A) Schematic of analysis approach: Task variable coefficients estimated via Poisson GLM are used to cluster neurons using a Gaussian Mixture Model (GMM). B) GMM clustering to identify clusters of neural activity patterns. Top left: BIC was used to select the number of clusters (minimum BIC: 6 clusters). Top right: Percentage of neurons assigned to clusters. Clusters were ordered so patterns with similar shapes but opposite signs were adjacent (see panel E). Bottom: Task-related neurons projected into the PC space used for clustering. C) Neural activity for task-related neurons on “40” trials (4$\mu L$ reward at 0 seconds, no reward at 1 second; left panel) or “44” trials (4$\mu L$ reward at 0 and 1 second; right panel; white dashed line indicates reward at 1 second). GMM cluster identity for each neuron is indicated on the right. D) Average GLM-predicted reward responses and z-scored accumulator coefficients. Z-scored reward kernel coefficients were multiplied by corresponding basis functions and summed to generate the predicted reward response. In panels D-H, lines indicated means, and shaded regions indicate SEM. E) Average PSTHs of z-scored neural activity following patch stop for each cluster, split by reward size and whether or not reward was delivered at 1 second. F) Average PSTHs of z-scored neural activity aligned to patch leave for each cluster. G) Average PSTHs of z-scored neural activity for each cluster, aligned to patch stop and split by patch residence time. H) Same as (G) but aligned to patch leave. I) Average coefficient ($\beta$) per neuron in linear DV decoding from Models 1-3 (top to bottom; decoding as in Fig. 5), by GMM cluster. Coefficients were averaged over neurons within session first, then averaged over sessions. Lines indicate means and error bars indicate SEM over sessions (n=28 sessions).
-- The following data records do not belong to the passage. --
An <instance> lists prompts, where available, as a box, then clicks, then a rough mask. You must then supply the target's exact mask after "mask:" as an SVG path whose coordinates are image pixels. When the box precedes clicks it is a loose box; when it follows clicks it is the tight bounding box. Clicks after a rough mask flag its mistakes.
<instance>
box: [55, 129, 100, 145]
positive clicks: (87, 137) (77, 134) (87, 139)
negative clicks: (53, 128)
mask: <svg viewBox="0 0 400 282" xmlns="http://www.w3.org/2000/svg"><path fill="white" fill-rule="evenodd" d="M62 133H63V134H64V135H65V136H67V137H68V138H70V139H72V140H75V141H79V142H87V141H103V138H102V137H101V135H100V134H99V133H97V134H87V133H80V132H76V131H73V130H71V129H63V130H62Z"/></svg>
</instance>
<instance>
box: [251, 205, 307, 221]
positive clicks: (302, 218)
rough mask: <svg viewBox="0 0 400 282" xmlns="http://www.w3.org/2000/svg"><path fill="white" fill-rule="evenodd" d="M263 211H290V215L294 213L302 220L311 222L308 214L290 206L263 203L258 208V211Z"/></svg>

Coefficients differed by GMM cluster for all three models (LME with fixed effect of cluster and random effect per session; Model 1, p=0.0044; Model 2, p=0.0033; Model 3, p=0.021; n=28 sessions). ** p<0.01, * p<0.05. J) Same as (I), but for absolute value of decoder coefficients ($\left|\beta \right|$), a measure of overall contribution to the decoder. $\left|\beta \right|$ did not differ between GMM clusters for any of the three models (Model 1, p=0.15; Model 2, p=0.94; Model 3, p=0.86; n=28 sessions). N.S. Not Significant.
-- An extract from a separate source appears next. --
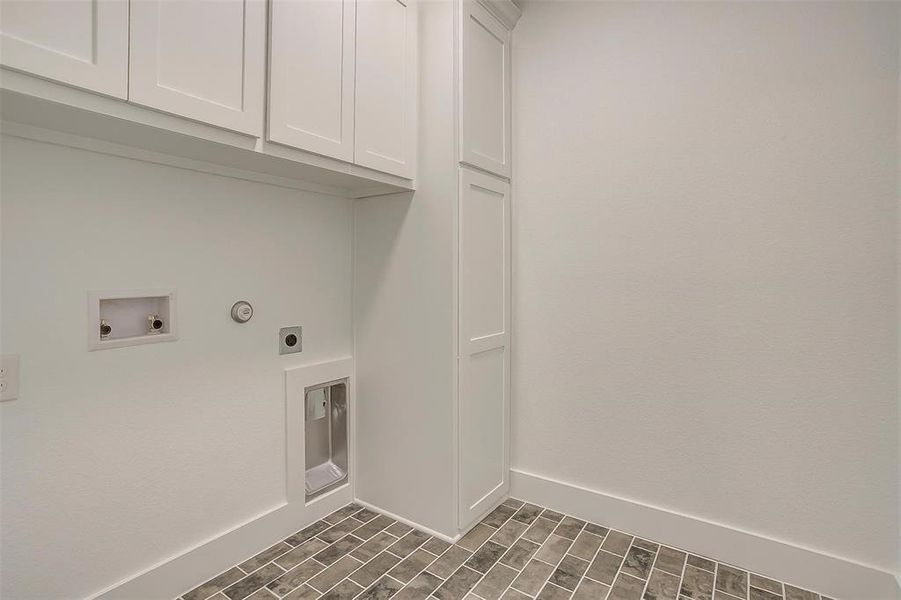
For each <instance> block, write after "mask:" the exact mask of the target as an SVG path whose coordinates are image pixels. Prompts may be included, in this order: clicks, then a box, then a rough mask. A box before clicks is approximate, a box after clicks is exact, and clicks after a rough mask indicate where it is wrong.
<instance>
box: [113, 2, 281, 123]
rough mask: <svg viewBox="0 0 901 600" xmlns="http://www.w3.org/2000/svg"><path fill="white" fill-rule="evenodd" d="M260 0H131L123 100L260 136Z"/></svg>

Figure 7:. Functional clusters exhibit ramping activity.

A) Example trial showing simultaneously recorded Cluster 1 neuron activity. Top: Raster plot of Cluster 1 neurons (n=25). Middle: Raster plot of mouse licks. Bottom: Mouse speed (blue) and average firing rate of Cluster 1 neurons (red). Magenta dashed lines: Reward delivery (4 $\mu L$). B) Schematic of ramp and step models. C) Single-trial ramping and stepping model fits for Cluster 1 neurons from an example session (80_20200317). D) Model comparison per GMM Cluster. In panels D and E, data points indicate sessions, colors indicate mice, and error bars indicate mean ± SEM across sessions. Stars indicate significance level of a t-test versus zero per GMM Cluster. *** p<0.001, ** p<0.01, * p<0.05, n.s. Not Significant. LL: Log likelihood. E) Reward coefficients and ramping slopes across reward size per GMM cluster.